晚上十一点半的巡逻闹钟响起,尚晨猛地从床上坐起来——心悸的厉害,心脏似乎要从胸口跳出来似的。
不止是因为被闹钟突然吵醒,还是因为刚刚做的一个梦。
没有小九在身边的日子,梦境似乎又回到了之前,混乱而麻木。最近甚至多了那种难以言喻的失落和心痛。关于夏文柏和父母的部分减少了,更多的是对小九的思念……那种想到快要发疯的思念。
003说要去研究什么资料,从早上开始就没有再见过他了,现在显然也不在控制室里面。
尚晨揉揉自己睡得乱糟糟的头发,走到洗手间简单的泼了两把冷水就穿上制服出门巡逻。
夜晚的风很凉爽,吹的人身心舒畅。今晚的月亮大而圆,照着不知道谁的幽幽想念。高墙投下浓重的阴影,连带着上面最新加固的铁丝网,处处透露出一种阴森和抑郁。
和他搭档的那个小姑娘剪的是飒爽的短发,身高比宁简矮了一个头差不多。看她精神不振的样子应该是没睡够,毕竟这几天每一个异能都是在超负荷工作。尚晨让她回去继续休息,说这里有自己守着就够。
小姑娘连打了两个哈欠,道了声谢谢就拖着步子往宿舍楼走。看样子真的是累坏了。
尚晨搓了搓被夜风吹的发凉的脸,拿着巡逻的手电筒继续往前走。
沿着高墙往前,手电打出一小片惨白的光。尚晨脚步轻轻的,心里面有些空荡荡。
也不知道小九现在在总部做什么,为什么这么久都不过来看看我……不过自从那天之后安和的行为就古怪的让人怀疑,明明这具身体的身份是宁简,可为什么他会知道那么多作为尚晨的习惯?

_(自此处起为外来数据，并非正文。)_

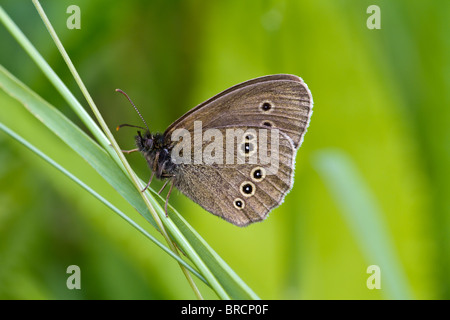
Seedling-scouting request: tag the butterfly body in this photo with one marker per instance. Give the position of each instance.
(157, 153)
(269, 113)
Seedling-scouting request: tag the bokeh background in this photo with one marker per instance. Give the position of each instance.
(372, 177)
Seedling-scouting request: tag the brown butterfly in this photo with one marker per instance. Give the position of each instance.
(269, 114)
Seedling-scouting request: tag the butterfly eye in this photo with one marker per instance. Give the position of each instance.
(258, 174)
(247, 189)
(239, 203)
(149, 143)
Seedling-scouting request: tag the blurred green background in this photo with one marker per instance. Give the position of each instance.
(372, 177)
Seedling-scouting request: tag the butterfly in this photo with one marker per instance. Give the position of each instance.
(232, 179)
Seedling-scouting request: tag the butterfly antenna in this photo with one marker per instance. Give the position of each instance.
(135, 108)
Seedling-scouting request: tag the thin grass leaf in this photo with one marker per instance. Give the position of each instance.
(218, 274)
(31, 147)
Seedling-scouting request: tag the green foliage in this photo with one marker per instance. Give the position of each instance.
(381, 103)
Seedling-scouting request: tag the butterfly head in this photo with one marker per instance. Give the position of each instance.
(149, 142)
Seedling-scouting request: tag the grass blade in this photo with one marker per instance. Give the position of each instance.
(364, 217)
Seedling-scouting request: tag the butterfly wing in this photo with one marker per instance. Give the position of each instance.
(279, 104)
(277, 101)
(241, 193)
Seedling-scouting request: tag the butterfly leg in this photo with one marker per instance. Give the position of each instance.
(149, 181)
(164, 185)
(130, 151)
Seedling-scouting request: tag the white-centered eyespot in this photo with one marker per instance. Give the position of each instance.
(247, 188)
(258, 174)
(239, 203)
(247, 148)
(267, 123)
(266, 106)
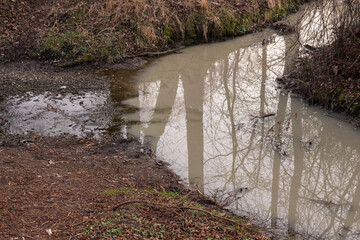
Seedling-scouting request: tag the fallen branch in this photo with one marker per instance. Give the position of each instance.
(176, 207)
(264, 116)
(156, 54)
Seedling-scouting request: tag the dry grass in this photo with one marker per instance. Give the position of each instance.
(113, 29)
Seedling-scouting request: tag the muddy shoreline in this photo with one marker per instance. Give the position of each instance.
(58, 182)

最可疑的是,安和这几天黏着自己分明就是对自己有好感,但为什么他头上的进度条却一动不动,稳稳的停在百分之七十的位置?
疑点太多,以至于尚晨想起一个就怀疑起一串来,想着想着就陷入了沉思。他停在靠近东门的地方一动不动的思考着。
身后忽然传来细微的一阵脚步声,细细簌簌的,越来越近……
肩膀猝不及防的被人抓住了,小九迅速举起双手,抬起头来赔着笑脸投降。
尚晨原来早就听到了脚步声,他故意保持和刚才一样的姿势,等脚步彻底靠近之后就迅速的掉转身子。肩膀下沉、腰部发力,牢牢抓住靠近的人就要一个过肩摔。

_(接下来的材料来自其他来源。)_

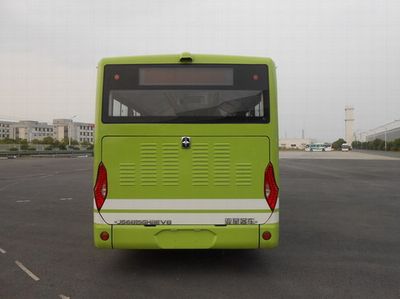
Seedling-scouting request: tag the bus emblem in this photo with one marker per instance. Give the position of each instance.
(185, 142)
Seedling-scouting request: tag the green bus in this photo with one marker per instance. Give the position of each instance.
(186, 153)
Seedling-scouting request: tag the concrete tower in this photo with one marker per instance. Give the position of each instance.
(348, 122)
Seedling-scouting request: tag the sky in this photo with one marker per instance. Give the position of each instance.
(328, 53)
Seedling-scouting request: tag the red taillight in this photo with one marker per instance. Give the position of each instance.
(100, 188)
(266, 235)
(271, 189)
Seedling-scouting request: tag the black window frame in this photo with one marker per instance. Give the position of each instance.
(129, 79)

“安和?!”待看清那人的脸之后尚晨皱起了眉头,抓着人肩膀的手腕放松了些力气,“你怎么会在这里?”
“半夜睡不着,过来散散步。”小九脸不红心不跳的扯了个谎把话圆了过去,他把手挨在尚晨抓住他的手背上想要乘机接近一点。结果面前的人一点也不领情,直接把手抽走了。小九只能讪讪的笑笑。

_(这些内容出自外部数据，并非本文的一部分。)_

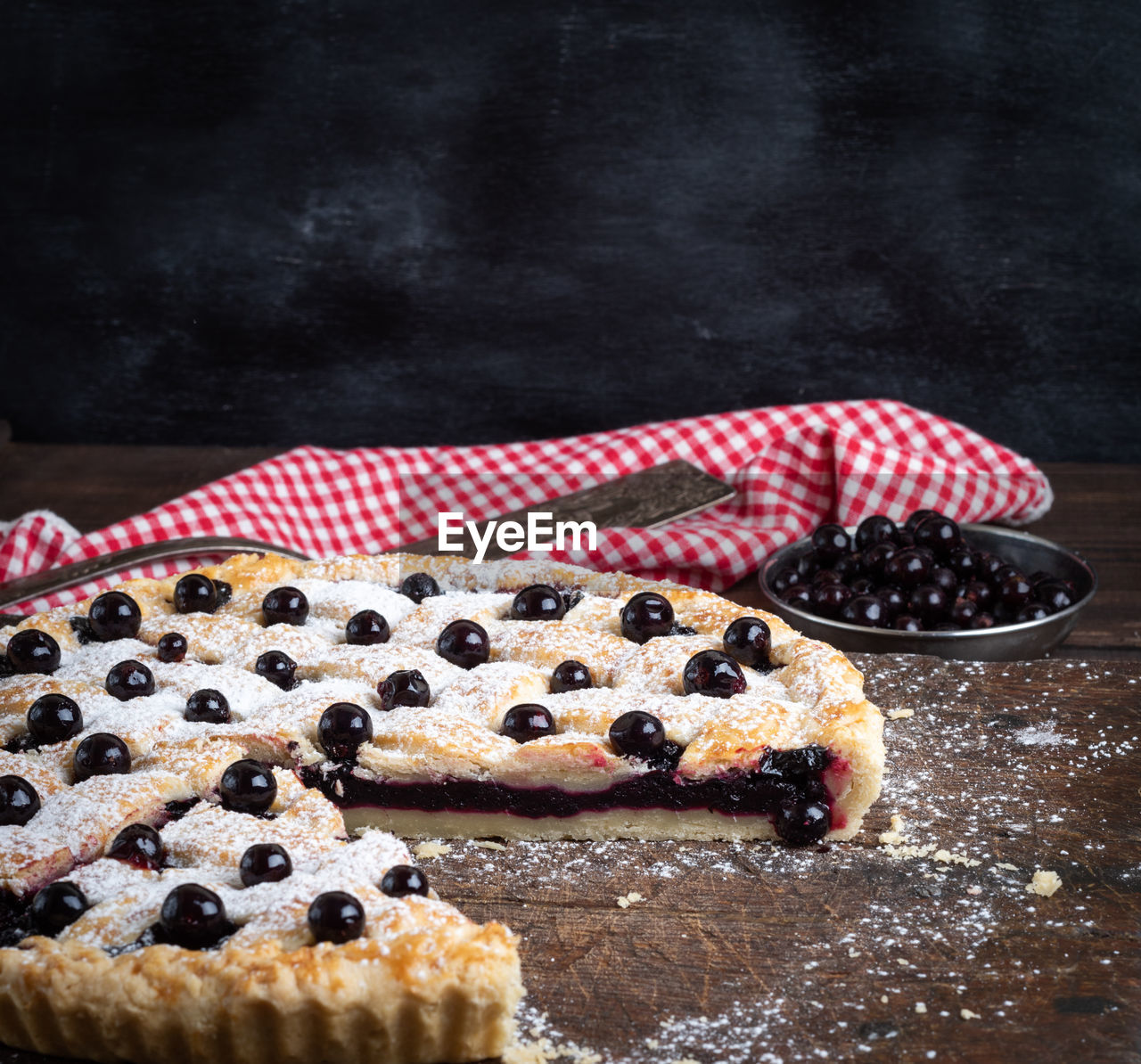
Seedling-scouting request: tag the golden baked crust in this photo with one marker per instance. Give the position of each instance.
(423, 983)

“晚上一个人走其实有点恐怖对吧。”听着墙外丧尸尤为响亮的怒吼,小九忍不住打了个寒战。他一害怕就习惯像之前那样往尚晨的怀里面钻。钻到一半忽然发现自己现在的身份是安和,于是一下子就僵在了原地。
尚晨疑惑的看着低着个脑袋红个脸的安和,张了张嘴到最后也没说出什么。
他轻轻的叹口气,在口袋中摸出了一小罐透明的水说:“渴吗?我这儿刚好有点儿水。”
这是这么多天以来尚晨第一次主动问他要不要东西。一朝回到解.放前的小九忙不迭的点头拿过来,生怕自己表现的不够热切,拧开瓶盖就全都灌了下去。
喝完擦水渍的时候才发现尚晨抱着胸正以一种奇怪的眼神看着自己。
“怎么了?”小九后知后觉有些古怪。脑子深处有一股暖流往天灵盖上直窜。整个人变得像喝醉了一样晕乎乎的,连看面前的尚晨都发现这人背后朦朦胧胧的似乎有个光圈。
手腕被暖乎乎的抓住了,小九不自主的就往前倾,靠在了尚晨的肩膀上。一呼一吸全是那个人的味道,熟悉的让人鼻子一酸。
尚晨瞅了瞅四周没有什么人,于是连拖带抱的把安和弄到了墙边的巷子口,将人按在了墙上,怕他后脑勺磕伤,尚晨还温柔的垫上了自己的手掌。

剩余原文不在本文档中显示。